From: AP , June 28, 2011 8:06AM http://www.news.com.au/technology/gaming/grand-theft-auto-no-different-to-cinderella-rules-us-supreme-court/story-e6frfrt9-1226083215803
Think Mortal Kombat is gruesome? The bad queen in Snow White had to wear red hot shoes...
RIPPING out your video game opponents' spine is akin to Hansel and Gretel baking their captor in an oven. That's the message sent to gamers by the US Supreme Court yesterday, after it refused to let California regulate the sale or rental of violent video games to children. California's 2005 law would have prohibited anyone under 18 from buying or renting games that give players the option of "killing, maiming, dismembering, or sexually assaulting an image of a human being". That means that children would have needed an adult to get games like Postal 2, the first-person shooter by developer Running With Scissors that includes the ability to light unarmed bystanders on fire. However, governments do not have the power to "restrict the ideas to which children may be exposed", the court ruled, despite complaints about graphic violence.
On a 7-2 vote, it upheld a federal appeals court decision to throw out the state's ban on the sale or rental of violent video games to minors, saying the law violated minors' rights under the First Amendment. "No doubt a state possesses legitimate power to protect children from harm," said Justice Antonin Scalia, who wrote the majority opinion. "But that does not include a free-floating power to restrict the ideas to which children may be exposed." The California law would have prohibited the sale or rental of violent games to anyone under 18. Retailers who violated the act would have been fined up to $US1000 for each infraction.

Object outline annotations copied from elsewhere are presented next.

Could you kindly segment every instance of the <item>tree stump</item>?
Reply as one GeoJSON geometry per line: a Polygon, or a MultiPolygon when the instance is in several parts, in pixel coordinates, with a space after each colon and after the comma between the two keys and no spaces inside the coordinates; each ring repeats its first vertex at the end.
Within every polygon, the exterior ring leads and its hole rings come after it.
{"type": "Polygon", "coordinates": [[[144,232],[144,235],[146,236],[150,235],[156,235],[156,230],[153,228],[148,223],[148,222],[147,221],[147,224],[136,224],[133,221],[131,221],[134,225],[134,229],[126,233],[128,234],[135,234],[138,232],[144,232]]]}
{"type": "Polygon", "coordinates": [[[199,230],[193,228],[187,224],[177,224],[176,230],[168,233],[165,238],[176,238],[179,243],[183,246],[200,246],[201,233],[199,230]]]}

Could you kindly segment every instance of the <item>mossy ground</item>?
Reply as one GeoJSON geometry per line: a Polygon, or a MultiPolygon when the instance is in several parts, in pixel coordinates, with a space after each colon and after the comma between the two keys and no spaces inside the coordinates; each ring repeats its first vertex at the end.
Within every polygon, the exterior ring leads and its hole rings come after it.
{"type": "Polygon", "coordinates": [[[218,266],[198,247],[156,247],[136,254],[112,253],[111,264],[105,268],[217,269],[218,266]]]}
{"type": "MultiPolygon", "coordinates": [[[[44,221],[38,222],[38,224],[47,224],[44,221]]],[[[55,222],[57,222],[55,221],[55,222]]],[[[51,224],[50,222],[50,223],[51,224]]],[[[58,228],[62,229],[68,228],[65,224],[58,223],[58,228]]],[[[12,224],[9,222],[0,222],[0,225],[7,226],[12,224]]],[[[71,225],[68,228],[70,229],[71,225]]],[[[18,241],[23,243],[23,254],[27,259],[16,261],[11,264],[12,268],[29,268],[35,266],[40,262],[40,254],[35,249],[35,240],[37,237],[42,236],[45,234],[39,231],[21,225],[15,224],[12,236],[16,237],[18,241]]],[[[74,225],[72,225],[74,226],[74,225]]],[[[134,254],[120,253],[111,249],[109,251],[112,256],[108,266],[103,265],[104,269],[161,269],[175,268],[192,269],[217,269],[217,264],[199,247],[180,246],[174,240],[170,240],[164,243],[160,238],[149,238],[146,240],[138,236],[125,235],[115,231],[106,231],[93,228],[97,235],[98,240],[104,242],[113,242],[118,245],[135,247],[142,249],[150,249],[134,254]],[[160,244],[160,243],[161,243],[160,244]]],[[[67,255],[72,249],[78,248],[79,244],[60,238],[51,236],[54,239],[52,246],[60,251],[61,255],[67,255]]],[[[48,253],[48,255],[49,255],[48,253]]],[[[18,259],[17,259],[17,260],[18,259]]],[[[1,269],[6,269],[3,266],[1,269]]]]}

More than 46 million American households have at least one video-game system, with the industry bringing in at least $US18 billion in 2010. Unlike depictions of "sexual conduct", Justice Scalia said there is no tradition in the United States of restricting children's access to depictions of violence, pointing out the violence in the original depiction of many popular children's fairy tales like Hansel and Gretel, Cinderella and Snow White. Hansel and Gretel kill their captor by baking her in an oven, Cinderella's evil stepsisters have their eyes pecked out by doves and the evil queen in Snow White is forced to wear red hot slippers and dance until she is dead, Justice Scalia said. "Certainly the books we give children to read - or read to them when they are younger - contain no shortage of gore," Justice Scalia added.
And there is no proof that violent video games cause harm to children, or any more harm than another other form of entertainment, he said. One doctor "admits that the same effects have been found when children watch cartoons starring Bugs Bunny or the Road Runner or when they play video games like Sonic the Hedgehog that are rated 'E' or even when they 'view a picture of a gun", Justice Scalia said.
But Justice Clarence Thomas, who dissented from the decision along with Justice Stephen Breyer, said the majority read something into the First Amendment that isn't there. "The practices and beliefs of the founding generation establish that "the freedom of speech", as originally understood, does not include a right to speak to minors (or a right of minors to access speech) without going through the minors' parents or guardians," Justice Thomas wrote. Justice Breyer said it made no sense to legally block children's access to pornography yet allow them to buy or rent brutally violent video games. "What sense does it make to forbid selling to a 13-year-old boy a magazine with an image of a nude woman, while protecting the sale to that 13-year-old of an interactive video game in which he actively, but virtually, binds and gags the woman, then tortures and kills her?" Justice Breyer said.
Video games, said Justice Scalia's majority opinion, fall into the same category as books, plays and movies as entertainment that "communicates ideas - and even social messages" deserving of First Amendment free-speech protection. And non-obscene speech "cannot be suppressed solely to protect the young from ideas or images that a legislative body thinks unsuitable for them", he said. Tim Winter, president of the Parents Television Council, said the decision created a constitutionally authorised "end-run on parental authority". "I wonder what other First Amendment right does a child have against their parents' wishes?" he said. "Does a child now have a constitutional right to bear arms if their parent doesn't want them to buy a gun?"